CHARLESTON, W.Va. -- Upon the arrival of resident director Dan Argento of AVI Food Systems at the University of Charleston, the focus has been on all aspects of healthy and environment-friendly food service.
There is something new this season, sprouting, literally, just outside the student union door on the campus lawn.
Move over White House, because an 8- by 14-foot herb garden has taken root with Swiss chard, oregano, chives, chocolate mint, rosemary, tarragon, thyme, parsley, lavender and four varieties of basil.
The "waves of green" are conveniently at the beck and call of executive chef Paul Smith for his many inspired culinary creations.
A poster in the garden indicates that the herb garden provides fresh herbs for dining services and is the university's example of support of ecologically sustainable communities.

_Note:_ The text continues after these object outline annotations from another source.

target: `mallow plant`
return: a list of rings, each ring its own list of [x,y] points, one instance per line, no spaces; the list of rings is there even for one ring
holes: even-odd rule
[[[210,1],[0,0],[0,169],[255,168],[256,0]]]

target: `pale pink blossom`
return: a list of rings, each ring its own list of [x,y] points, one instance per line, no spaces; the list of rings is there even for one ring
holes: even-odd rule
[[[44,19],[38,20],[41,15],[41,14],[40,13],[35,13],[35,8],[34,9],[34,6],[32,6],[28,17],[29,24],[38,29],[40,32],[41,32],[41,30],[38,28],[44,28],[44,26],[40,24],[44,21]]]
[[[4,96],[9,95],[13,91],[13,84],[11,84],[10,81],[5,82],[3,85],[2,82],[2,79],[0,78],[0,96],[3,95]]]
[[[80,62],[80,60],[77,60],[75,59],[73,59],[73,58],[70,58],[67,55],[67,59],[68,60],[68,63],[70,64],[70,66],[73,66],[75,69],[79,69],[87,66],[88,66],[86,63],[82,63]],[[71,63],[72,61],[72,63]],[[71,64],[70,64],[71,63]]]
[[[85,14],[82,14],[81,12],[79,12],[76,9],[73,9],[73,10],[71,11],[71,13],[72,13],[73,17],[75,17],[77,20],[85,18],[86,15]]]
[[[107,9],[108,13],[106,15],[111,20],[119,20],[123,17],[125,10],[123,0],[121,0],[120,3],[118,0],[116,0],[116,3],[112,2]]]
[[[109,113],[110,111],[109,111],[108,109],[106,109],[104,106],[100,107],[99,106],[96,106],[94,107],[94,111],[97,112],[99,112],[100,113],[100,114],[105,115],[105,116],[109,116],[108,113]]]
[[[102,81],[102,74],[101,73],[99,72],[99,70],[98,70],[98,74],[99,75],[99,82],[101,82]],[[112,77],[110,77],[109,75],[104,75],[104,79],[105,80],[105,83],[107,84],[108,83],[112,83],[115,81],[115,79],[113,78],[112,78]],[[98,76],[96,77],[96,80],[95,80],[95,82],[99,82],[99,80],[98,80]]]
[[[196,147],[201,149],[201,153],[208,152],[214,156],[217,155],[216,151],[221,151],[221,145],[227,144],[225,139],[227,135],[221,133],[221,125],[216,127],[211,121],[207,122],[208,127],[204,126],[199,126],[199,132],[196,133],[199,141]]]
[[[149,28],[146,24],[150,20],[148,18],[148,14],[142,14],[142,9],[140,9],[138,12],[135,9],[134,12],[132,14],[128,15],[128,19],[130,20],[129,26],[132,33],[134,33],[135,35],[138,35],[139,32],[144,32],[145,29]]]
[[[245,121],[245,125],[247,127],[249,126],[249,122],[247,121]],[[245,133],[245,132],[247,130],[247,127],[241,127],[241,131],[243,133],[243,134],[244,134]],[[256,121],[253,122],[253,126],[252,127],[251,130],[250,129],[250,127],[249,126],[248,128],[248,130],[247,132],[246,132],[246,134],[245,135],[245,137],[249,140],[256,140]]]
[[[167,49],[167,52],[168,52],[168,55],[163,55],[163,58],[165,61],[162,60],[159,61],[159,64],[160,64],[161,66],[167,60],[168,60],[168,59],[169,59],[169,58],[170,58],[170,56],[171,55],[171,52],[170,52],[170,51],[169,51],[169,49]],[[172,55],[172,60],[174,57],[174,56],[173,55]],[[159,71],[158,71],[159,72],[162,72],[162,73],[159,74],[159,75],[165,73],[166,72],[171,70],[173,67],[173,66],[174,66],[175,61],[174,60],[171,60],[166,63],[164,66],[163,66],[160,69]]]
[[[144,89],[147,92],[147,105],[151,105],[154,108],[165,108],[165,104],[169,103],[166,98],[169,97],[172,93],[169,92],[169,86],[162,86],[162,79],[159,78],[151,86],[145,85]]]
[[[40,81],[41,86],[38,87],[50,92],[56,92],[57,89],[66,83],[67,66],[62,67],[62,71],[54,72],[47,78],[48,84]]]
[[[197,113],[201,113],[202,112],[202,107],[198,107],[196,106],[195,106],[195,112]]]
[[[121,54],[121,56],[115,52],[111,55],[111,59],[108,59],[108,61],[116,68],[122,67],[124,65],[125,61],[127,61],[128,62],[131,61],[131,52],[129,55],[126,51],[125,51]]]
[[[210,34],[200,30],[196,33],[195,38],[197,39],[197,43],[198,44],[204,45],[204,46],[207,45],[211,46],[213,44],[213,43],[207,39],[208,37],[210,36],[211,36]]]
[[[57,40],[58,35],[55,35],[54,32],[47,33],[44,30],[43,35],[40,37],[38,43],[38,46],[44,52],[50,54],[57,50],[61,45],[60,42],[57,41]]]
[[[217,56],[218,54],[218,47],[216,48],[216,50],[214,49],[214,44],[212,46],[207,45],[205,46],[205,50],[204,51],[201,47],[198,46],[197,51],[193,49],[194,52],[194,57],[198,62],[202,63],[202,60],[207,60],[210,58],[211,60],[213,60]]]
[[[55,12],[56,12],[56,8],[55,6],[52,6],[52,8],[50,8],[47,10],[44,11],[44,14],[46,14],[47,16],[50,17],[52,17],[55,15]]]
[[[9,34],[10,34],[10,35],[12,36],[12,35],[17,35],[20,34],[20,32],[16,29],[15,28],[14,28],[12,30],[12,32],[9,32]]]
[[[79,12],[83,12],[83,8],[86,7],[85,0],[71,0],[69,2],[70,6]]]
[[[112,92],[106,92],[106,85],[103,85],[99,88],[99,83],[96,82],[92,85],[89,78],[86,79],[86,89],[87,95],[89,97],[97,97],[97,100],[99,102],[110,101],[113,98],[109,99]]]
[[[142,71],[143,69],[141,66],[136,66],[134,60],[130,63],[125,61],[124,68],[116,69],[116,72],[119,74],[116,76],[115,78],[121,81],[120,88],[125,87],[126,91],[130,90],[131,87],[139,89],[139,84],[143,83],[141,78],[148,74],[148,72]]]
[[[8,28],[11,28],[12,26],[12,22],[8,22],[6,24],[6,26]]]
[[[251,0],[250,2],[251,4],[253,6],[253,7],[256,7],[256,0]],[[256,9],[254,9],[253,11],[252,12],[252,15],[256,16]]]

Argento says it's a way to illustrate that they embrace "growing your own" instead of reaching for a box or bag.
He is even cultivating stevia, the plant that has been used for ages as a natural sweetener and alternative to standard sugar in Latin American and Asian countries.
Its use is now more widespread, having reached our valley processed and packaged. But who would have thought you could see it fresh and on a university campus so close to home?
"We are embracing sustainability," Argento remarked. "UC's cafeteria is now tray-free, reducing cost in utilities, soap products, energy consumed and chemicals in runoffs."
Argento pointed out that his food areas are open to the public, year-round. "Where else can you get a full breakfast for $3.75 and all-you-can-eat lunch buffet for $5?"
A March 21 Healthy Bites column detailed just a smattering of the changing menu selections that complement a fit and natural lifestyle.
Even though it's summer and student population is minimal, dining is still available Monday through Friday in the food court of Geary Student Union with inside and outside seating. The latter is on the patio with a splendid river view.
Four days a week you might catch Chef Smith at the outdoor grill they have set up in the corner for to-order grilled items. The emphasis of their food is still on nutrition with healthier options and preparation.
In today's recipe, any fresh herb may be used. I've wanted to share this recipe since trying it myself. I couldn't believe it.
S-u-r-e it works, I thought when I first heard the recipe. Who would pour beaten eggs onto a hot waffle iron and not be scraping burned-on stuck particles until infinity and beyond? But I swear on the holy cookbook, it does work. It was amazing. On my waffle iron you can see the lid rising as the omelet cooks and puffs up.
I use a single-serving maker, but any will do. Just fill in one section of a four-waffle iron for each single omelet. Don't forget the cooking spray as extra nonstick insurance. I found one egg to be just right, but you may use two depending upon the size waffles your maker produces.